Practical Configuration Examples
Personal Assistant (long conversations, deep memory)
{
context: {
maxMessages: 100,
maxTokens: 32000,
ttl: {
enabled: true,
rules: [
{ maxAge: "30m", keep: "all" },
{ maxAge: "4h", keep: 30 },
{ maxAge: "24h", keep: "summary" },
{ maxAge: "inf", keep: "none" }
]
},
compaction: { enabled: true, summaryMaxTokens: 1024 }
}
}
Customer Service Bot (short conversations, fast responses)
{
context: {
maxMessages: 30,
maxTokens: 8000,
ttl: {
enabled: true,
rules: [
{ maxAge: "10m", keep: "all" },
{ maxAge: "1h", keep: 10 },
{ maxAge: "inf", keep: "none" }
]
}
}
}
Group Chat Bot (high message frequency, low context needs)
{
context: {
maxMessages: 15,
maxTokens: 4000,
ttl: {
enabled: true,
rules: [
{ maxAge: "5m", keep: "all" },
{ maxAge: "30m", keep: 5 },
{ maxAge: "inf", keep: "none" }
]
}
}
}
Monitoring and Tuning
View Context Usage
# View context statistics for a specific Agent
openclaw agent stats my-agent --context
# Example output:
# Active sessions: 45
# Average context tokens: 8,234
# Max context tokens: 28,102
# Compaction executions: 12
# Cache hit rate: 73%
Context Usage Alerts
{
monitoring: {
alerts: [{
name: "context-overflow-warning",
condition: "context_tokens > maxTokens * 0.9",
action: "log_warning"
}]
}
}
Summary
Context management is one of the most impactful factors in AI Agent operations, affecting both cost and quality.
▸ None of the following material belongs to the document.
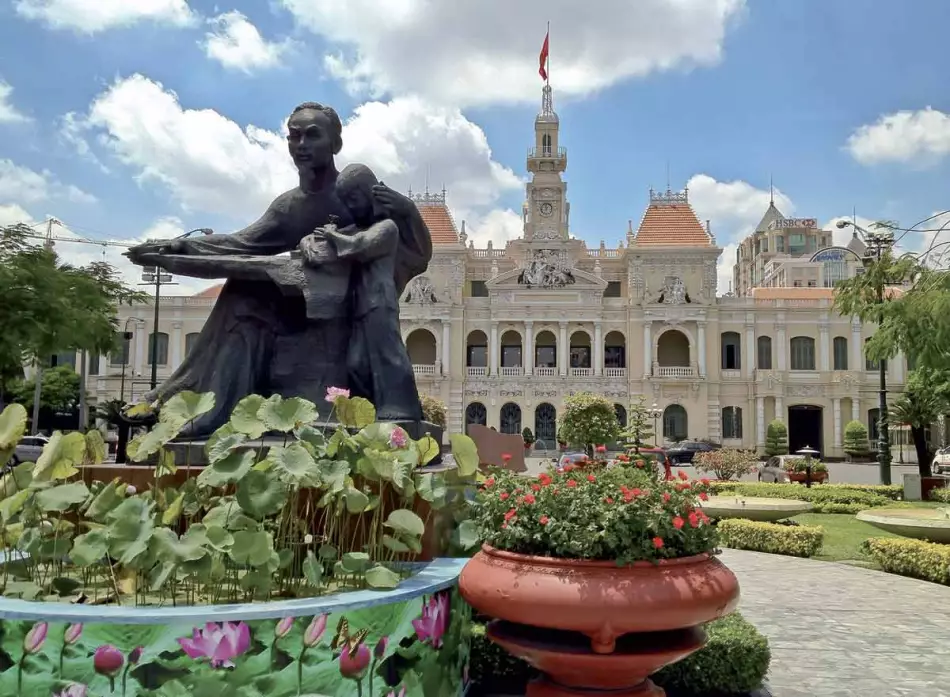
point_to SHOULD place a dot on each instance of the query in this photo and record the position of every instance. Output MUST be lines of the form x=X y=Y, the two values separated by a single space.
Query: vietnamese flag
x=543 y=70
OpenClaw's four-layer pruning strategy — message count limit, token limit, TTL time decay, and smart compaction — provides precise control from coarse to fine. The TTL time decay strategy is a unique OpenClaw design that models the natural temporal decay of human conversation, preserving the integrity of recent context while significantly reducing token consumption for older messages. Combined with prompt caching and context caching mechanisms, you can achieve meaningful token cost optimization without sacrificing conversation quality.